Une étrange entreprise (Jean Anglade)

 

À Thiers, le puy Seigneur sur lequel est bâtie la chapelle Saint-Roch était, à la belle saison, tout illuminé par la poussée des crocus. Petites plantes bulbeuses dont les fleurs ressemblent à des doigts levés, demi-réunis. Ma mère Joséphie trouvait que ma tête crépue ressemblait à ces fleurs jaunes. Quand je rentrais de l'école, elle avait coutume de s'écrier :

- Voilà notre Crocus qui revient !

On ne peut prononcer des paroles plus tendres. Être comparé à une fleur, quel privilège ! C'est pourquoi, beaucoup plus tard, quand je devins père de famille à mon tour, je donnai à ma fille le prénom de Violette. Le secrétaire de mairie fit des difficultés, consulta la liste des prénoms admis, déclara :

- Violette, ça n'existe pas. Y a pas de Sainte Violette.

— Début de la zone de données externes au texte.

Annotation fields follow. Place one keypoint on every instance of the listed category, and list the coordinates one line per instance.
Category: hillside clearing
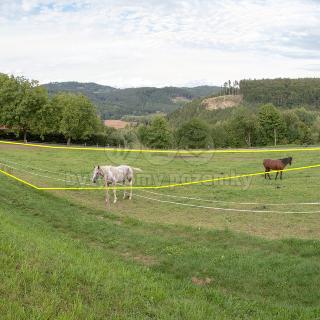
(66, 256)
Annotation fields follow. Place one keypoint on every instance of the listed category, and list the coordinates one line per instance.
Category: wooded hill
(283, 93)
(114, 103)
(286, 93)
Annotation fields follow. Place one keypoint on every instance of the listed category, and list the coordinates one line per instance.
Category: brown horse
(278, 165)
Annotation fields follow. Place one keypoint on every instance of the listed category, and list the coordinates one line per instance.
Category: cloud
(147, 42)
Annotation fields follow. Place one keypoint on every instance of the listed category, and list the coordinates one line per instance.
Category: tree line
(28, 110)
(267, 125)
(282, 92)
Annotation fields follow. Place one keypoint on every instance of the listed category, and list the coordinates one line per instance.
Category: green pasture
(162, 255)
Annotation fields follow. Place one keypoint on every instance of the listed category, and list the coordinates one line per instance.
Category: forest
(114, 103)
(284, 93)
(27, 110)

En échange, il me proposa Marguerite, Rose, Véronique. Mais je préférais Violette à cause du parfum. Je menaçai, s'il ne l'acceptait pas, de m'adresser à la maison d'en face, qui était le commissariat de police. Ce qui le fit bien rire. Après marchandage, il finit par céder, parce que j'avais déjà quelque célébrité sous le nom de Crocus. En réalité, je m'appelle Henri, né en 1940. L'institutrice de La Vidalie, quartier où nous résidions, madame Michaulet, nous faisait chanter Colchiques dans les prés... Sur ma langue, la chanson devenait :

 

Crocusses dans les prés

Fleurissent, fleurissent.

Crocusses dans les prés,

Qui annoncent l'été.

 

Ma voix se mêlait à celle des autres gamins, madame Michaulet ne s'apercevait pas du changement de couleur.

Je ne sais d'où me vient ce jaune sur la tête. Celle de mon père Ahmed est couleur de châtaigne ; celle de ma mère Joséphie couleur de charbon. Quel ancêtre inconnu m'en a fait cadeau ? Il faut dire que j'ai des origines compliquées : fils d'un immigré kabyle, officiellement Ahmed, mais devenu Albert à force d'usure ; musulman, mais consommateur de saucisson et de vin rouge. Fils aussi d'une Auvergnate, Joséphie, fille d'une paysanne qui la détestait de tout son coeur pour des raisons que je n'ai jamais voulu accepter. Me voici donc pourvu d'un prénom plus ou moins chrétien, Henri, et d'un pseudonyme floral, Crocus. Rien à voir avec Croquemitaine.

 

La Kabylie, paraît-il, est une région montagneuse que domine le Djurdjura. Les Auvergnats, s'ils allaient le voir, pourraient lui trouver une ressemblance de profil avec le puy de Dôme à cause de sa cime arrondie ; mais il monte bien plus haut dans le ciel. Aussi la neige le blanchit-elle tout l'hiver et jusqu'au mois de juin. Sur ses pentes que broutent des chèvres et des moutons, poussent des forêts de cèdres et de chênes-lièges. Les figuiers, les oliviers occupent les vallées. Avec, çà et là, un champ d'alfa dont les tiges servent à faire du papier, des cordes, des tapis, des couffins. Les feuilles en sont minces et longues comme des lianes. On ne moissonne pas cette graminée en la fauchant. On enroule une poignée de feuilles autour d'un bâton, on tire fort, on arrache. La feuille se brise, la tige résiste et se prépare à produire des feuilles nouvelles. Les arrachées sont réunies en bottes et transportées à dos d'âne jusqu'à la papeterie. Mon père m'a raconté tout cela que je n'ai jamais visité qu'en rêve.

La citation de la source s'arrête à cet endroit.